Molinari: «Varese non è Caivano, ma i minori in affido costano 3 milioni l’anno»

varese minori caivano

VARESE – Sono più di 400 i minori in affido giudiziario in carico ai Servizi sociali di Palazzo Estense ed è di circa 3 milioni di euro il capitolo di spesa nel bilancio comunale. Due dati allarmanti e disarmanti sotto ogni punto di vista: umano e sociale, poiché il numero dà la dimensione di quanto sia estesa la zone di fragilità (dai figli ai genitori e all’intero nucleo famigliare); economico, dal momento che i costi vanno dilatandosi e sono tutti sulle spalle del Comune, il quale non potrà certo reggere a lungo.
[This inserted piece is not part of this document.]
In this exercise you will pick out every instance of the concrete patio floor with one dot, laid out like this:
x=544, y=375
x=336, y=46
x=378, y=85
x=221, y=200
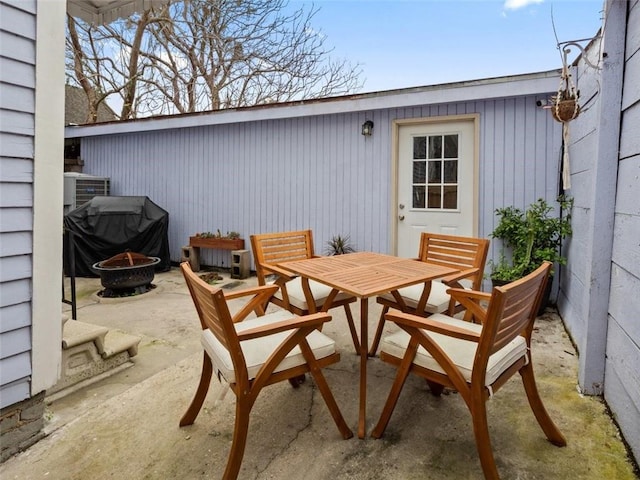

A Varese come anche in altre realtà, poiché il problema non solo locale.

L’identikit dei minori a carico del Comune

«Ma partiamo da Varese», puntualizza l’assessore Roberto Molinari, il quale senza entrare nei minimi dettagli delinea comunque un identikit del “minore in affido”, informazioni utile a riflettere. E che smentiscono molti luoghi comuni. Chi pensa ai figli degli immigrati è fuori pista ad esempio: «Sono quasi tutti cittadini italiani, di famiglie che risiedono da anni a Varese e non sempre si tratta di nuclei con difficoltà economica». Non solo, ma il “filo che lega” il problema alla soluzione è l’analfabetismo educativo diffuso, «che non si può pensare di risolvere per decreto», interviene Molinari. «Anzi – puntualizza l’assessore – con il decreto Caivano. Qui siamo di fronte a problemi complessi ai quali non esiste il rimedio populista del “giorno dopo”. Occorre una strategia».

Quale? «A Varese, come immagino anche in moltissimi altri Comuni, c’è il rischio di non aver più le forze, economiche e non solo, per fronteggiare il tema. Mi spiego meglio. Dei 400 minori in carico vi sono quelli che hanno bisogno di un supporto per accedere ai servizi scolastici, altri che richiedono la collocazione in Comunità. Tutti però avrebbero necessità di seguire percorsi e programmi educativi. E per fare ciò le forze del Comune non bastano. Servono educatori, professionisti, spazi. Servono modelli alternativi a ciò che è contenuto nel decreto governativo. Il tema non può essere solo la pena, occorre anche l’educazione e la prevenzione. Bisogna considerare che quella forbice di fragilità può essere ridotta. E ridurla significa sottrarre ragazzi e ragazze da quella zona d’ombra dove ad un certo punto diventa normale delinquere. Non solo, ma se si interviene per tempo le percentuali di recupero sono alte e soddisfacenti».

Varese non è Caivano

«E chiaro che, per fortuna, a Varese i numeri fanno riflettere, ma la situazione è ben differente rispetto ad altre parti d’Italia. Però – continua Molinari – non dobbiamo abbassare la guardia. Al populismo governativo noi da tempo abbiamo messo in campo progetti, come quello de “La rete che libera” destinato a minori che hanno già commesso un reato, ma che possono essere inseriti in contesti lavorativi o sociali, prima di arrivare a sentenza, al fine di ridurre o in alcuni casi evitare la pena. Percorso che ha un ottimo riscontro, poiché il recupero totale dei ragazzi arriva al 90%. L’amministrazione sta poi investendo con progettualità differenti nelle zone più fragili della città».

Quindi? «I tribunali non possono più scaricare in toto il problema sulle spalle dei Comuni e il governo deve metterci nelle condizioni di poter attivare e sostenere progettualità. IN caso contrario la questione minori diventerà quanto prima un’emergenza sociale e, di lì a poco, anche di sicurezza».